Machine learning for diverse fields. As a grad TA for MIT's Applied Machine Learning course in 2019, I mentored students from various graduate programs beyond Computer Science, including Chemistry and Earth Sciences. In 2020, as lead TA for MIT's Understanding Public Thought course, offered jointly with the University of Wisconsin-Madison, I led technical sessions and incremental formative homework assessments for Political Science students. Both times, in mentoring and leading technical sessions, I began by defining and illustrating a dataset, then inviting the classroom to brainstorm questions to explore concerning it, and then we motivated the choice of specific technical methods as those most helping us answer these questions. I gave them code that would solve parallel questions and invited them to modify it for their own questions. Students used these resources and skills to enhance the quality and rigor of their final projects significantly; students without initial technical knowledge produced work of publishable quality in computational social science.

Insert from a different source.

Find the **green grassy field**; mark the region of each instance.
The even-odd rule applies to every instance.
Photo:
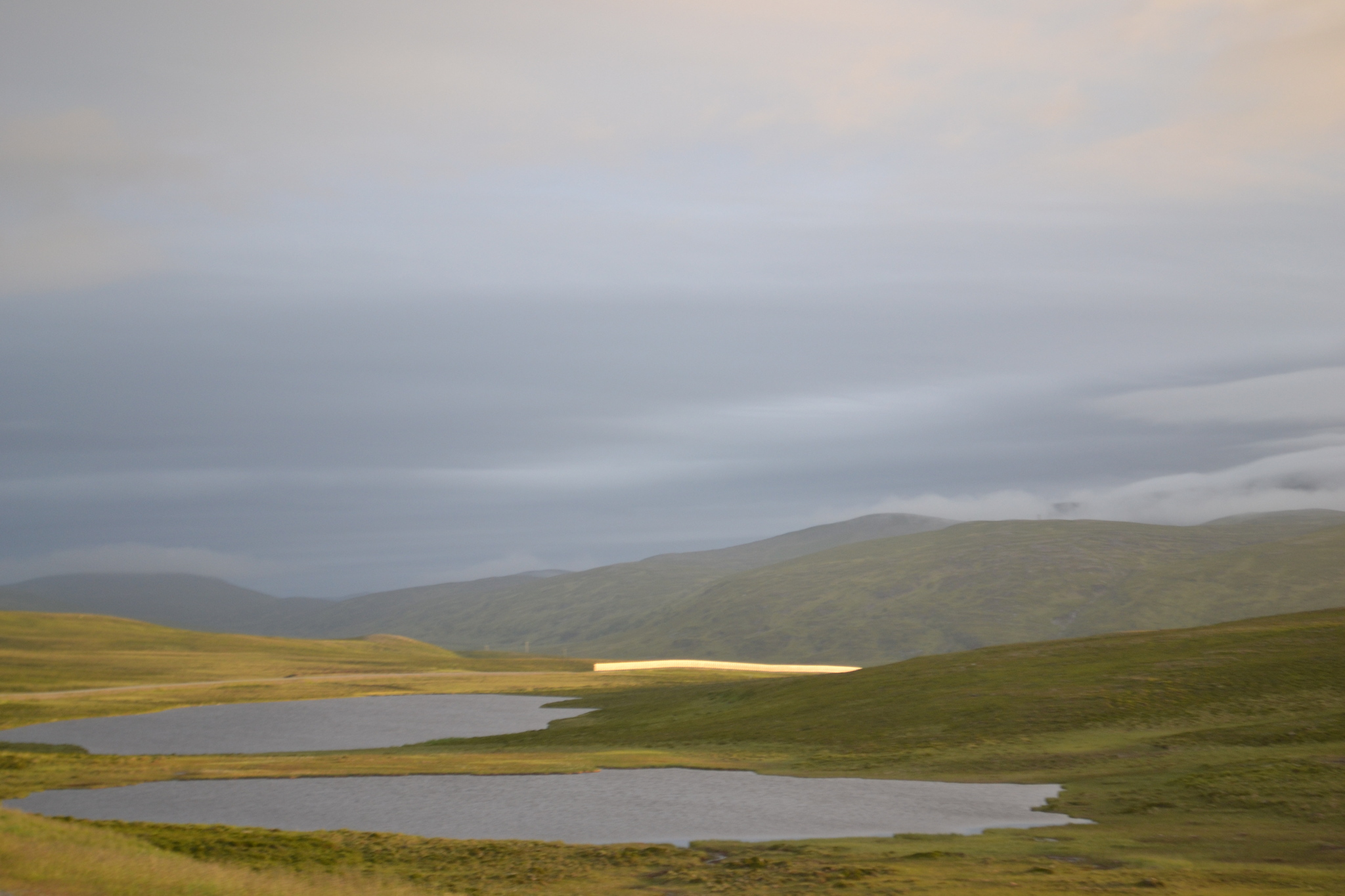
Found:
[[[304,885],[331,880],[332,892],[360,876],[482,895],[1345,892],[1345,610],[995,646],[841,676],[660,674],[601,685],[578,701],[597,712],[541,732],[272,756],[9,750],[0,782],[9,797],[190,778],[689,766],[1059,782],[1050,807],[1098,823],[670,850],[20,817],[5,849],[26,842],[23,825],[67,823],[200,862],[203,875],[256,868]],[[539,693],[585,677],[615,681],[526,676]],[[81,861],[67,856],[73,868]],[[113,892],[62,887],[42,892]]]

Preparing students for future roles. The skills students acquire through proposing and implementing algorithms, working with large datasets, and engaging in complex challenges prepare them for tech industry and academic roles. In my courses, I assess students’ ability to apply theoretical and technical knowledge to practical scenarios, for example, by presenting them with a real scenario or a dataset and asking them to implement, evaluate, and report a plausible solution. Additionally, written tests assess their understanding of concepts like performance evaluation and optimization techniques, ensuring they have a firm theoretical foundation. By using these varied assessments, I ensure that students are also equipped to apply their knowledge in professional and research settings.
Balancing high standards with a supportive learning environment. I hold students to high standards in both theoretical and practical assessments, as our field demands rigor and replicability. I work alongside students to meet these expectations, for example, by sharing the rubrics for their assessments in advance. I foster inclusivity by leading by example and celebrating different perspectives in classroom discussions. My commitment and dedication to supportive mentorship inside and beyond the classroom led me to receive an MIT Excellence Award from the MIT Office of Graduate Education.
Moving forward. I look forward to serving and inspiring more students as a teacher, improving and adapting to the newer generations of students, expanding my teaching approaches as new research and methods emerge, and pursuing academic excellence and innovation in STEM education.